In regard to the safety, guselkumab was well tolerated by patients assessed in our cohort. We observed a low percentage of drug discontinuation due to adverse events which resolved without long-term consequences. No life-threatening side effects were observed. The assessment of safety did not reveal new signals other than those previously reported in an integrated analysis of randomised clinical studies [42].

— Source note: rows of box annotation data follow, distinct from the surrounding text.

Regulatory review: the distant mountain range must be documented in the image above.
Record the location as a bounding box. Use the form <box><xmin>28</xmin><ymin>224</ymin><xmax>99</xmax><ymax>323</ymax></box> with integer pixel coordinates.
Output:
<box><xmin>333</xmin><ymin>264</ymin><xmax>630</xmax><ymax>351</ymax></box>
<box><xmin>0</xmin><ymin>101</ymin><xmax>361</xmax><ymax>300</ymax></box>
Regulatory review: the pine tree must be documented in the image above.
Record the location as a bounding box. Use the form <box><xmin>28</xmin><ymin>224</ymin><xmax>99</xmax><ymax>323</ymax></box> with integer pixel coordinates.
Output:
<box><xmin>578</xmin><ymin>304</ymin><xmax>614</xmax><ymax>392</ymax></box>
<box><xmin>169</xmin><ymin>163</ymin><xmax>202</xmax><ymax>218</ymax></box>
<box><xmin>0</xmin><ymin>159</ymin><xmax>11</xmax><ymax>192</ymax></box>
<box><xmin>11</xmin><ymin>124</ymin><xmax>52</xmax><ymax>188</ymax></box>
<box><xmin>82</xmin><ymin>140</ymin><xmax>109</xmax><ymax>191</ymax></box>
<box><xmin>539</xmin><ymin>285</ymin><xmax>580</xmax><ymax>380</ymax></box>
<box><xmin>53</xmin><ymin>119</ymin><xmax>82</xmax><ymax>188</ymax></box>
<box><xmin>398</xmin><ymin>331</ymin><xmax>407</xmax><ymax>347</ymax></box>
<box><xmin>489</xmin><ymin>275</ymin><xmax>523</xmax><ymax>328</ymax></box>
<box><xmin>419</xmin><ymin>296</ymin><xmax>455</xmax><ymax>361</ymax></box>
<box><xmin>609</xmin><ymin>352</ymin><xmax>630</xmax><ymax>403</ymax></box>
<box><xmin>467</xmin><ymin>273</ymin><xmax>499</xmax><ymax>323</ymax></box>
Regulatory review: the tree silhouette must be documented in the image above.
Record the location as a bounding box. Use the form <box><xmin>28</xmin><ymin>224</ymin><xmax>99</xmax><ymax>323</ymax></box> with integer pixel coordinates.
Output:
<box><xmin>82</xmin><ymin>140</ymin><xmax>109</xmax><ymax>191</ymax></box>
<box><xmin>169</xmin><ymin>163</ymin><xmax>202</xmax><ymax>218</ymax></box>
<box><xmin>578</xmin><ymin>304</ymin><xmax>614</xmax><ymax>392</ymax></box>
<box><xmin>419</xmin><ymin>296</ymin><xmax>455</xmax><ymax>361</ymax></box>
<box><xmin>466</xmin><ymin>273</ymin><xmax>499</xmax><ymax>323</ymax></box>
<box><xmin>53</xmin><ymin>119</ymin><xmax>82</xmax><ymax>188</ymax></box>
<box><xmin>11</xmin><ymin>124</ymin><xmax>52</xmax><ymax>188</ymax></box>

Despite providing further insights into the “real-life” effectiveness of guselkumab in patients with PsA, our study has some limitations which could reduce the validity of the results. In fact, low internal validity, lack of quality control in data collection, and susceptibility to multiple sources of bias for collected variables may occur in these kinds of study, thereby impairing the generalizability of the derived results. All these confounding factors are not fully controlled in “real-life” studies. In addition, the relatively small sample size of assessed patients could suggest the need for larger cohorts to entirely confirm our findings. Taking together these observations, further reports are required to fully elucidate this topic according to a more tailored and personalised management of these patients with PsA [43, 44].

Conclusion

The 6-month effectiveness of guselkumab was shown in patients with PsA, mainly characterised by active long-standing disease, previously treated with bDMARDs, and with comorbidities, in a “real-life” cohort study. Furthermore, a good DRR of guselkumab was estimated in the cumulative 18 months of follow-up, which appeared to be not influenced by long disease duration, comorbidities, obesity, and previous bDMARDs. Although additional confirmatory studies with a long-follow-up are required, our findings may suggest the clinical usability of guselkumab in “real-life” patients with PsA.